A film coating that allows windows to harvest the sun’s energy in winter to heat a home and reflect it in summer to keep it cool is under development in a British-American project.

The fabricated smart windows are shown in both states, showing that the visible light transmitted changes very little (Image: Youngblood Photonics Lab)

The research into the development of energy-efficient windows was conducted at the University of Oxford and the University of Pittsburgh and was funded as part of the EPSRC Collaboration between wearable and flexible technologies. The team’s findings were recently published in ACS Photonics.

“The most important innovation is that these windows can change according to seasonal needs,” said Nathan Youngblood, assistant professor of electrical and computer engineering at the University of Pittsburgh and first author. “In winter they absorb near-infrared light from the sun and convert it into heat for the inside of a building. In the summer months, the sun can be reflected instead of absorbed.”

The film would consist of an optical stack of materials less than 300 nm thick, with a very thin active layer made of phase-change materials that absorb invisible wavelengths of sunlight and release it as heat. That same material can be ‘switched’ so that it turns those wavelengths of light away.

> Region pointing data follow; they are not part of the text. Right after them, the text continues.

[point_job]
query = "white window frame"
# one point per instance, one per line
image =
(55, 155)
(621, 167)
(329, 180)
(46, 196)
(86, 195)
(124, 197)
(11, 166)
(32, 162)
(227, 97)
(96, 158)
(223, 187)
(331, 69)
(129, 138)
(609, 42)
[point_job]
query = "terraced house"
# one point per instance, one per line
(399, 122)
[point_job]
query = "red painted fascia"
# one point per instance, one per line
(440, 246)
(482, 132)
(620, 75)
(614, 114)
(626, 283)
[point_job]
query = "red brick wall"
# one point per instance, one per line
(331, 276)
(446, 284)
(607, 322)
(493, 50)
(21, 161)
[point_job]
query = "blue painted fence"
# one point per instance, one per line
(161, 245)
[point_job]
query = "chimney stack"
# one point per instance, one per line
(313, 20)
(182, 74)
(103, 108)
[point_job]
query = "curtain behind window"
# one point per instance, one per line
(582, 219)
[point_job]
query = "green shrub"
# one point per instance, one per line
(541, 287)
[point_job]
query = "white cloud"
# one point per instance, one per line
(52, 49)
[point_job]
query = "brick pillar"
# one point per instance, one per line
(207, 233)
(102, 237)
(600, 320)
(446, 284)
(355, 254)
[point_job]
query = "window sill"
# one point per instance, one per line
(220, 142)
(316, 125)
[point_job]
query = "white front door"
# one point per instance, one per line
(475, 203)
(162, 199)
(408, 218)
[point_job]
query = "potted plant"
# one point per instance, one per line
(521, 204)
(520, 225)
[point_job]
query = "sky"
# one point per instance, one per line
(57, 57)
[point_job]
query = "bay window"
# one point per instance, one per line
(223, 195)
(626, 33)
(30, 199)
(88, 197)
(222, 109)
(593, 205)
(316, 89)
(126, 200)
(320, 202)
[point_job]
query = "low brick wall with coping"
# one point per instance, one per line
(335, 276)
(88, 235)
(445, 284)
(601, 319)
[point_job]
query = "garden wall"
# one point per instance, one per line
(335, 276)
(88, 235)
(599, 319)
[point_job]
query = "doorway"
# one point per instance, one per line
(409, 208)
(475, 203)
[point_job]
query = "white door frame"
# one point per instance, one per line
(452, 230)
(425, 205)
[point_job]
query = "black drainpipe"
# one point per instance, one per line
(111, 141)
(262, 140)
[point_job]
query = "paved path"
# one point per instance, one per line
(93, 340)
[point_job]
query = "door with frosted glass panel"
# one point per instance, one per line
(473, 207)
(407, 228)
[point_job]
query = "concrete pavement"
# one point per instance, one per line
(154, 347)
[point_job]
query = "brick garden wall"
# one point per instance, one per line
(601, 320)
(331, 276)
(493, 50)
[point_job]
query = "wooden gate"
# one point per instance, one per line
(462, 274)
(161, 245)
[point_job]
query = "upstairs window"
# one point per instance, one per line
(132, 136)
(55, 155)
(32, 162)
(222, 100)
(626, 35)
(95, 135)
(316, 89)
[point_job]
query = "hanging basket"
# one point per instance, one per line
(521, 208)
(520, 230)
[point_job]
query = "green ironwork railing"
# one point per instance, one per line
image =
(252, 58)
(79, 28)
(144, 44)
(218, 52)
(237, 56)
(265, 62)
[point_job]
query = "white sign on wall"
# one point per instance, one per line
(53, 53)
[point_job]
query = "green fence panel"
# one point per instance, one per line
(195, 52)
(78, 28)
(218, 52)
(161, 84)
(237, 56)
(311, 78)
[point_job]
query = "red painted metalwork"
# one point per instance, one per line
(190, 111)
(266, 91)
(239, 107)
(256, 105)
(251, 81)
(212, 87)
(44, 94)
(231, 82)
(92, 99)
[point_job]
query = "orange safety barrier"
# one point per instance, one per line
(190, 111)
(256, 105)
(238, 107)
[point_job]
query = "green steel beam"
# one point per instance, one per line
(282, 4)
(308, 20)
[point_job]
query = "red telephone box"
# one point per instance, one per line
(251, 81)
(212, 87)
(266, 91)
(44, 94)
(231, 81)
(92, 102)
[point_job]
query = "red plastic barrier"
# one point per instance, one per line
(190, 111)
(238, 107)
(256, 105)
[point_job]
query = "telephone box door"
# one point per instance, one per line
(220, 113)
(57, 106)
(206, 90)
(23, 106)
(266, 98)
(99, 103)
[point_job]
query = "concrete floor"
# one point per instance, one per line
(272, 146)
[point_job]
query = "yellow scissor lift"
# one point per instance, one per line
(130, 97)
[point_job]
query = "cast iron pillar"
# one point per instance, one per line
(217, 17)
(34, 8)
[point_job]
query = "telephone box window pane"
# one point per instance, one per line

NTU team develops energy-saving glass

“Importantly, visible light is transmitted almost identically in both states, so you wouldn’t notice the change in the window,” Youngblood said. “That aesthetic consideration is critical to the adoption of green technologies.”

The material can be adjusted for more precise temperature control so that 30 percent of the material dissipates heat while 70 percent absorbs and releases it.

Harish Bhaskaran, professor in Oxford’s materials department who led both the research and the WAFT consortium, said: “Here we use tuning how invisible wavelengths are emitted or reflected to modulate temperature. These ideas came about with the help of our long-standing industrial employees and are the result of lengthy research.”

The researchers estimate that using these windows — including the energy needed to power the foil — would save 20 to 34 percent in energy consumption per year compared to double glazing.

To create and test their prototypes, the researchers collaborated with Bodle Technologies, a company specializing in ultra-thin reflective films that can function as displays by controlling color and light, plus Eckersley O’Callaghan, an engineering and architectural firm, and plasma app, a thin film company.

“This work demonstrates yet another interesting optoelectronic application of phase-change materials with the potential to significantly improve our everyday lives,” said Peiman Hosseini, CEO of Bodle Technologies. “The commercialization of PCM-based tunable low-e glass panels still has a number of significant challenges to overcome; however, these preliminary results prove that the long development road ahead is certainly justified. I believe this technology should be part of any future holistic policy approach to tackle climate change.”